The team hotel houses the 23 players, plus 36 staff which includes coaches, medics, physios, analysts, key administrators and security.
A second hotel is booked at every venue for ‘followers’ who include sponsors, other staff and UEFA go-betweens.
“We have around 500 hotel rooms booked around France,” says Smith. “Certain players like to share. Some like to be on their own. They all have single rooms, but they can be adapted into twins.
“It’s up to the players’ preferences. Wayne Hennessey needs to have Joe Ledley with him. As long as he’s got Joe, he’s alright. They come as a pair.”
Find around £1m
The Football Association of Wales (FAW) allocated a budget of around £1m for the tournament.

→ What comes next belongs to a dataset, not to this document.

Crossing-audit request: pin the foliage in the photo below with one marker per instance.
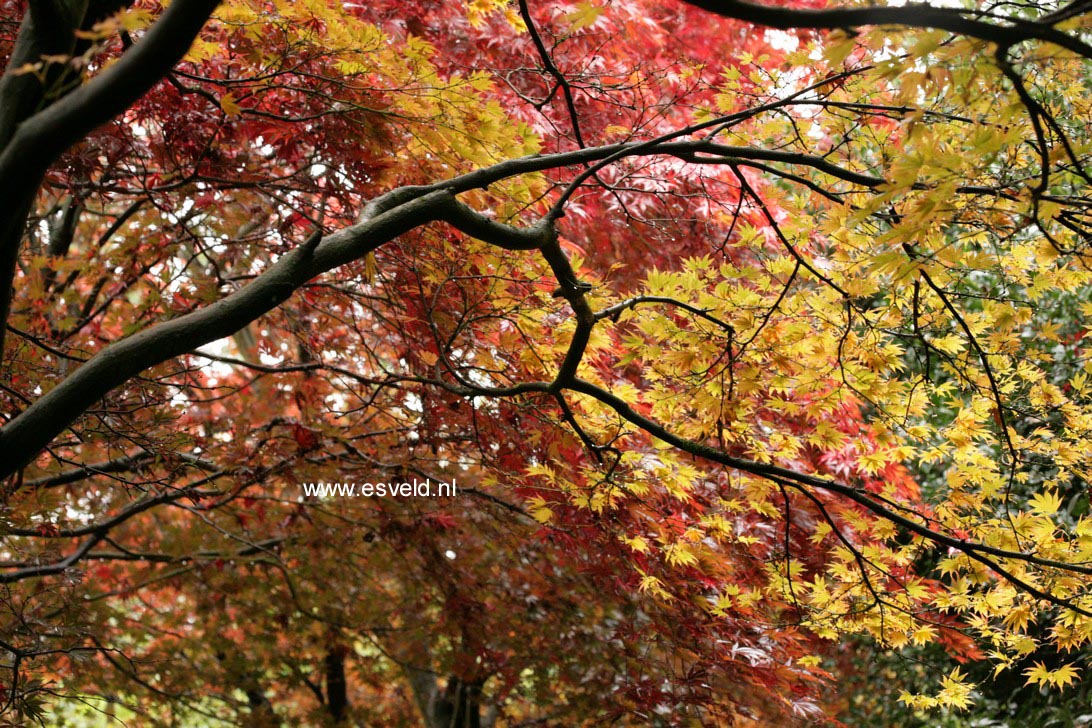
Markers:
(680, 306)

Within that, they needed to pay for a hotel for a month (£600,000), hire a training ground, and build a temporary on-site gym and media centre. They also built an identical gym at their pre-tournament training camp in Portugal.

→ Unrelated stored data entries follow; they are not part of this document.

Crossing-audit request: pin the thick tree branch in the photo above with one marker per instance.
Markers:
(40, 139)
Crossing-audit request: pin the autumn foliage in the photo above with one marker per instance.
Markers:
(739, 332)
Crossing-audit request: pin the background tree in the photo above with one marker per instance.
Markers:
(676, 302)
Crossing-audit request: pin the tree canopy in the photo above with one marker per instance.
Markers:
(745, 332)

If they had taken an alternative base near Paris, the cost would have been £2m. But they insist Dinard was a better fit, away from the chaos of the capital and allowing them to exploit local support through Celtic-Breton connections.
Evans says: “It wasn’t about the money. Yes, we have made sure we scrutinise the spend of every penny, but it was about making it the right experience for the players.”
Get building, get seeding
Wales hired their own groundsman Phil Williams, ex-Cardiff City – and sent him to Dinard to sow the seeds of success – literally.
He recruited six local groundsmen and together they seeded and prepared the grass on three pitches in the months before the squad arrived.
Did I mention the length of cut? Each cut of the grass was done to the same specification as UEFA use for their tournament pitches. And not just length, but direction of the trim (giving the grass those lovely contrasting shades of green you see on TV) had to be identical so that a ball in Dinard will roll like a ball in Bordeaux.
The pitches and the gym cost around £250,000 to £300,000. With another £150,000 for the media centre.
The gym is fitted out with one medical centre, 24 static bikes, weights, frames, a warm-up area, music speakers and air conditioning.
Moon says: “It took three huge vans to deliver it all. The biggest structure was the marquee itself. That took four or five days to build the superstructure and then another four or five days to fit it out.”
Rent a private jet
And, please, not just any old jet. One that’s going to impress Bale, who’s used to jetting it large with Real Madrid.
Wales went to a Maltese company and picked one with 60 seats, all business class, all leather. Nice. It’s sat on a runway near Dinard.
Evans says: “We took it on a dry run when we went to Portugal. Players loved it. All our flights in France are only an hour. The big challenge is not the group stages, but what happens in the round of 16.
“We will end the group in Toulouse, but where do we go next? We have a reservation on it for the whole tournament. If we don’t get through, then we don’t need it.”
Hire a good chef. In fact, hire two
In France? Yep. Wales’ own top guy is based in their team hotel.
It’s not that they want to ignore French cuisine and live on their own supplies of leeks and laverbread. It’s more to do with precisely devised, individually-tailored dietary requirements for 23 professional athletes.
Smith says: “We have our own menus which we submit to the hotel. That's followed strictly for each meal time. Another chef travels ahead as part of the advance party. We have two days to set up, ahead of the team.”
Dealing with global superstars like these, need some security.
Wales have a small, expert three-man team, who have learned to be flexible.
When they landed in Macedonia to play a match, the minders protected Bale.
Unfortunately, they didn’t know they’d be greeted by the Macedonian branch of the Arsenal Supporters Club. While Bale was flanked, Ramsey got mobbed.
If you can, recruit an advisor. Wales hired Adrian Bevington, a former top executive at the English FA.
Oh, and pack your own spices.
Intense, in-depth research revealed to Wales that Cajun spice was sometimes hard to find in Brittany. To be on the safe side, they took their own.